Artist’s statement: Rebecca Swindell
My work explores and documents human behaviour, illuminating the perspectives of individuals. I am interested in how wider forces such as economics, politics, nature, and social norms shape and affect people’s personal lives. I am drawn to personal accounts, narratives and life stories and use these anecdotes to explore society and how it operates. I take what may be considered mundane objects or ordinary places as my source material because of what they can reveal about people, their past and the events that have shaped their lives. A large amount of my practice is based around drawing. I am continually drawing.
In my wider practice I exhibit both regionally and nationally. I was short listed for the Jerwood Drawing Prize ( now called the Trinity Buoy Wharf Drawing Prize)in 2022, 2017 and 2012. I have also exhibited in 'Drawn' at the Royal West Academy drawing biannual, and my work had been show in the Royal West Acedemey Open a number of times. Alongside showing work in London, I have also had work in a number of regional shows such as Fronteer Gallery Sheffield and Spike Island Test Space in Bristol.
During a show at The Centre for Recent Drawing, London I was part of a panel discussion about the work Led by artist Paul Gravett. The show was a group show entitled “Drawing Diary” curated by Artist, curator and writer Sarah Lightman the show later travelled to a drawing conference at the University of Northampton. My work has appeared in a number of print and on-line reviews and articles, including Art Rabbit and a-n. I have also been awarded Arts Council funding for a number of projects as well as funding from other sources such as The Heritage Lottery Fund.

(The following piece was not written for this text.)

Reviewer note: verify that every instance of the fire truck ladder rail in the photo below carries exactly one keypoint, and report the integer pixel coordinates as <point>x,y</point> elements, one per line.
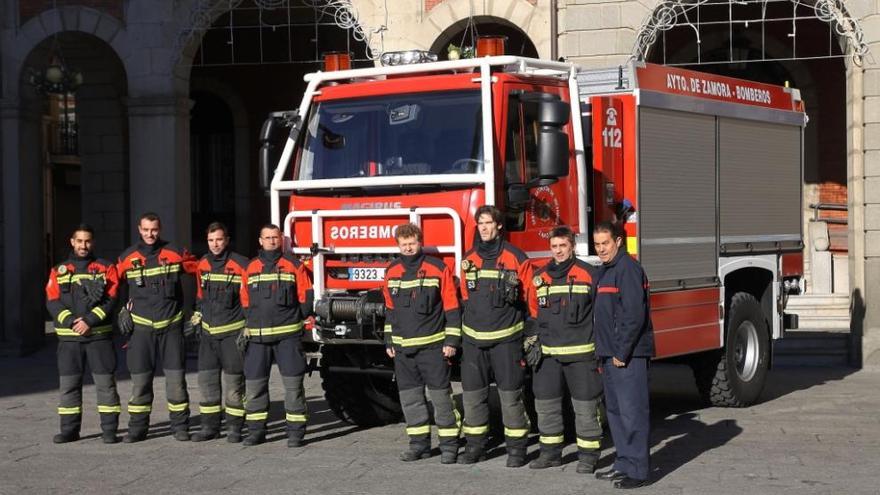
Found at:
<point>520,65</point>
<point>317,223</point>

Past Funded Projects include The Pencil Line. This project was funded by Arts Council England in partnership with Virgin Trains. It gathered over 400 drawings from the general public traveling on trains via drawing packs left in train carriages, all of these drawings were then displayed in an online gallery http://www.thepencilline.com .The project also made two editions of ebooks and ran drawing workshops on-board trains for groups from St Mungo's , Bristol Drug project and Space2. I made a large body of work in response using the train as a mobile studio, drawing continually as I travelled. During the project I travelled over 4763 miles from Bristol to Carlisle. I made drawings on long papers each over 5 metres long titled 'OUT' and 'RETURN' which documented the journey’s landscapes and people in order from Coventry to Carlisle- OUT and RETURN. I also drew on over 450 train tickets, which I displayed in many forms making large instillations of over 10 metres long.
The project 'Tea Stories' Funded by Arts Council England, The Heritage Lottery Fund and Sparkplugs, explored the working lives of over 80 ex Brooke Bond employees who used to work in the building, which now houses Spike Island Arts Space, as this bulding was once a former Brooke Bond Tea factory. I was able to gather over 80 ex employees, for reunion events, many of whom I interviewed and gathered oral histories, old photographs and objects from. I then made a large body of work in response. This included an artist book, made in the form of the Brooke Bond tea card albums, which documented the working lives of the Brooke Bond Tea factory. I was then able to give the book as a memento to all the ex Brooke Bond staff that I had found.The Book also included a DVD of short fims and recorded oral hostories. I also made a number of drawn and sculptural works including a wedding dress made out of tea bag paper made in response to discovering that the making of tea bag wedding dresses was traditional in the factory, one being made for each bride on her last shift before her marriage. As a result of the project ex Brooke Bond staff members now run their own reunion events, their last reunion being attended by over 200 people.
Residencies include The Rednile Project Space, Sunderland. During the residency I was commissioned to respond to their studio Space buildings and consequently I started to explore the surface of the building, finding buttons buried in the floor. I later established they were a residue from a period when the building was used as a garment factory. I then advertised and found an ex-employee who I then interviewed. It transpired that the buttons were the remnants from a run of trousers and blouses made for Marks and Spencer in the early 80’s. I discovered much about attitudes to work at the time and how workers were abruptly made redundant in the late 80’s recession and how this affected the local community. In response to this dormant history I made a new body of work, which included drawings, a short film and an audio piece.